I'm one of the few that pulled all the foam out and replaced with ceramic rings, so there is nothing but ceramic rings in my fx5.... If you want to keep the foam in there that's fine, if you want to do what I did that's fine also just make sure you put a coursed sponge inside of the intake guard to stop large debris from entering the canister. If you only want to remove some of it (say the foam from 2 baskets) I would leave the foam on the bottom basket since the water will travel threw there 1st.

I have a really coursed sponge in my intake guard to stop any uneaten food/dead plants/poop from getting into my actual canister, I take the foam out and clean it every week when I do my water change. It's been 8 month since I've last opened my canister and I just opened it yesterday to take a peak and rinse off the ceramic rings (with tank water) to see if anything made it in there and what not. To my surprise it was actually really clean in there and I now don't plan on opening it for at least another 12 month since I feel that this system works just fine with out the foams. I've found that my flow rate increased a little bit but a noticeable amount after I took out the foam, I also do not use the output nozzle that came with the fx5. I use a pvc elbow joint like found on the fx5 mod site.
http://innovationlandscaping.com/fx5/


----------



## FEEFA (Nov 19, 2007)

If its gonna be the only filter on the tank then you should def keep the sponges in for mech filtration


----------



## the_w8 (Jul 28, 2003)

I'd leave them in if i were you...Plus I cleaned my fx5 recently after 6 months of leaving it and when i went to clean it, it wasn't really dirty to my surprise...Those puppies push sooooo much water. If I were you I'd fill the baskets with all the bio-media you can.


----------



## Inflade (Mar 24, 2006)

At the moment I have all the baskets filled with nylon pot scrubbers.


----------



## HGI (Oct 27, 2009)

I did the nylon pot scrubbers when I 1st had my fx5, the pot scrubbers ended up slowing down the flow rate till it was almost not even moving water and I found that they didn't even work for me.


----------



## bigbipo (Feb 12, 2005)

HGI said:


> I'm one of the few that pulled all the foam out and replaced with ceramic rings, so there is nothing but ceramic rings in my fx5.... If you want to keep the foam in there that's fine, if you want to do what I did that's fine also just make sure you put a coursed sponge inside of the intake guard to stop large debris from entering the canister. If you only want to remove some of it (say the foam from 2 baskets) I would leave the foam on the bottom basket since the water will travel threw there 1st.
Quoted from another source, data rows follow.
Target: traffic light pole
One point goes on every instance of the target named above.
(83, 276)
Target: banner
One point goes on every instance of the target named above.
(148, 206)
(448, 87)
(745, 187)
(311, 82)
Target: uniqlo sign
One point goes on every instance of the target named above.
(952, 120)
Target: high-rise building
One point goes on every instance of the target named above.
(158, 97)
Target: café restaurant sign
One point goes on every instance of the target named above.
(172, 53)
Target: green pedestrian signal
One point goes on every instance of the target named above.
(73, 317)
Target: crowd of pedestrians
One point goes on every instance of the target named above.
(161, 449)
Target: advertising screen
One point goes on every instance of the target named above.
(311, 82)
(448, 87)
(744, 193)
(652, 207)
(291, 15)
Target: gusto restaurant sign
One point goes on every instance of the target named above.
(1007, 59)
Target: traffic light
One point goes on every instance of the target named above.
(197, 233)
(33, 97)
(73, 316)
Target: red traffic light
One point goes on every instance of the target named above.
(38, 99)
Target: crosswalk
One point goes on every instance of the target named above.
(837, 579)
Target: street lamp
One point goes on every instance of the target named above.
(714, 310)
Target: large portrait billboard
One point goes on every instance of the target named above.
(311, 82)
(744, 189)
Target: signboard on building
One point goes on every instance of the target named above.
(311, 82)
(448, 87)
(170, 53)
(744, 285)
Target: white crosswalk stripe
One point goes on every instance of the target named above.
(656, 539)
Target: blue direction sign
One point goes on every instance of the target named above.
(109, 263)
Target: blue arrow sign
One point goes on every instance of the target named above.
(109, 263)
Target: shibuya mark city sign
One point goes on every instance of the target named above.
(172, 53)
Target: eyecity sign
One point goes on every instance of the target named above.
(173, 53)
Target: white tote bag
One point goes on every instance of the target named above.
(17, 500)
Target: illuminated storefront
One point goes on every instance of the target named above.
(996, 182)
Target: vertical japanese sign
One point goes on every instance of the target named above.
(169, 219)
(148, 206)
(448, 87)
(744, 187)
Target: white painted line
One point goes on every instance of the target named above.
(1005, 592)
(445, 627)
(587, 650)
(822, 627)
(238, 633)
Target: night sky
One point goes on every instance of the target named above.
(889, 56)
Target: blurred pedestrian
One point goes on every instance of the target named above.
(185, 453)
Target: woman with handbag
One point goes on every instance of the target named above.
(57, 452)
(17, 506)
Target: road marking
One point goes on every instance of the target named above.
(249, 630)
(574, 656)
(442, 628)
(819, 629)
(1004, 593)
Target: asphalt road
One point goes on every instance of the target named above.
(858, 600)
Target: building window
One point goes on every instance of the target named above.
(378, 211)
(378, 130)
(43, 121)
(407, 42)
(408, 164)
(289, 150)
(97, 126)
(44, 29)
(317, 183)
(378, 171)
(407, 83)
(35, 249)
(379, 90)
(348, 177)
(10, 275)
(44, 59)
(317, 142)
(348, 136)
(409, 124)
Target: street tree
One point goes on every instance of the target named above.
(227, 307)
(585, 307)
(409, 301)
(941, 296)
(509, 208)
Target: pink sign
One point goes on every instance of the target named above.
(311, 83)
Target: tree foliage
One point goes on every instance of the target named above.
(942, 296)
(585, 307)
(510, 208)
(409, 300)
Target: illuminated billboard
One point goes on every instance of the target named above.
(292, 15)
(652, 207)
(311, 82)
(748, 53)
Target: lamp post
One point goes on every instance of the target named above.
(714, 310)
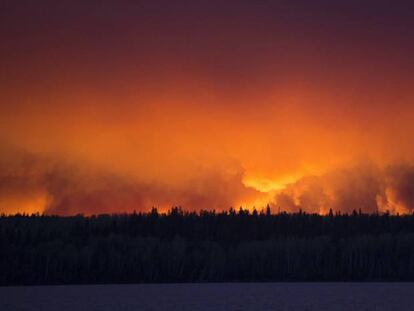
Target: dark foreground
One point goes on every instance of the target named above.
(212, 296)
(205, 247)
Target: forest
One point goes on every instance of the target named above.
(205, 246)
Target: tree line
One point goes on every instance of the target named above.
(205, 246)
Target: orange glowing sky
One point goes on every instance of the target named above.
(115, 107)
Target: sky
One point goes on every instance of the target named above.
(116, 106)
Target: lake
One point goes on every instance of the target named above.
(212, 296)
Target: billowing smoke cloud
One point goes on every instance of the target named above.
(368, 188)
(30, 183)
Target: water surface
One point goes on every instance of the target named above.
(210, 296)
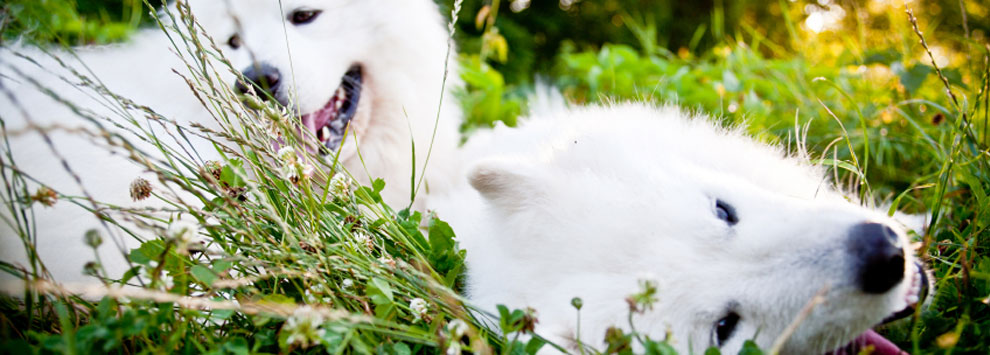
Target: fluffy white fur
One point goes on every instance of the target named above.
(399, 44)
(586, 202)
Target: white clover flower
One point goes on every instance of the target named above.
(307, 170)
(340, 187)
(362, 239)
(419, 307)
(289, 172)
(457, 328)
(304, 327)
(385, 259)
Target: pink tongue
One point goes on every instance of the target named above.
(311, 123)
(881, 346)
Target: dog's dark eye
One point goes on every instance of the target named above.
(725, 327)
(725, 212)
(302, 17)
(234, 41)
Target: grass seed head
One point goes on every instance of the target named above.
(140, 189)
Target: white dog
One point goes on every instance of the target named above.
(370, 68)
(738, 237)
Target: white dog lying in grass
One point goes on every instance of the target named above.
(738, 237)
(372, 69)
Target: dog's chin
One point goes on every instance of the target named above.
(917, 291)
(329, 124)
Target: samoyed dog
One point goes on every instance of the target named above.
(370, 70)
(740, 239)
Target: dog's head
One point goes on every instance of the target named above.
(321, 58)
(743, 241)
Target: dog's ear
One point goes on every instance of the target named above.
(505, 183)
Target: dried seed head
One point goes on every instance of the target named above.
(212, 168)
(45, 196)
(93, 238)
(419, 308)
(92, 269)
(140, 189)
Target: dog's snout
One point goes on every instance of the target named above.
(265, 79)
(878, 257)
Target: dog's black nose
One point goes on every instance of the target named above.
(265, 79)
(878, 257)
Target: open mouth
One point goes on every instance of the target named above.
(882, 346)
(329, 124)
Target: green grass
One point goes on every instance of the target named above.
(321, 265)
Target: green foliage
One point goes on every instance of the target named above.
(72, 22)
(486, 99)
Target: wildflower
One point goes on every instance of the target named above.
(385, 259)
(213, 169)
(291, 173)
(140, 189)
(340, 187)
(529, 321)
(304, 327)
(457, 328)
(287, 154)
(93, 238)
(92, 269)
(364, 240)
(185, 236)
(307, 171)
(45, 196)
(419, 307)
(454, 348)
(577, 303)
FYI, the water flows though the top baskets first.....
I place all my chemical media their, u always want ur biomax getting the cleanest water they can...
I also bought XXL sponge filter for the intake, the sponge filter housing fits nicely...


----------



## flex fish (Aug 20, 2010)

The water passes from bottom to top on all fluval filters just FYI. I bought two of them and ran both on my 125g before I upgraded, they both are still Runnin strong 5 years now non stop, really good powerful filter


----------



## HGI (Oct 27, 2009)

Actually FYI


HGI said:


> The water enters the Fx5 threw the hole labeled "In" on the lid, if you take the lid off you'll see there the tube that brings the water right down to the bottom of the canister. Next the water flows back to the top threw the outer rims witch hold the white prefilter foam around the baskets, a lot of people just discard this foam and fill it with more bio media since the foam dose reduce the Fx5's GPH Rate. Once at the top the water then flows back down threw the center of the baskets back to the bottom where finally it meets the impeller and is sent up the final tube and out of the canister.


----------



## 2PiRaNhA~2FuRrY (Nov 1, 2005)

I take the foarms out and replace it with bio balls. in the basket i put media.


----------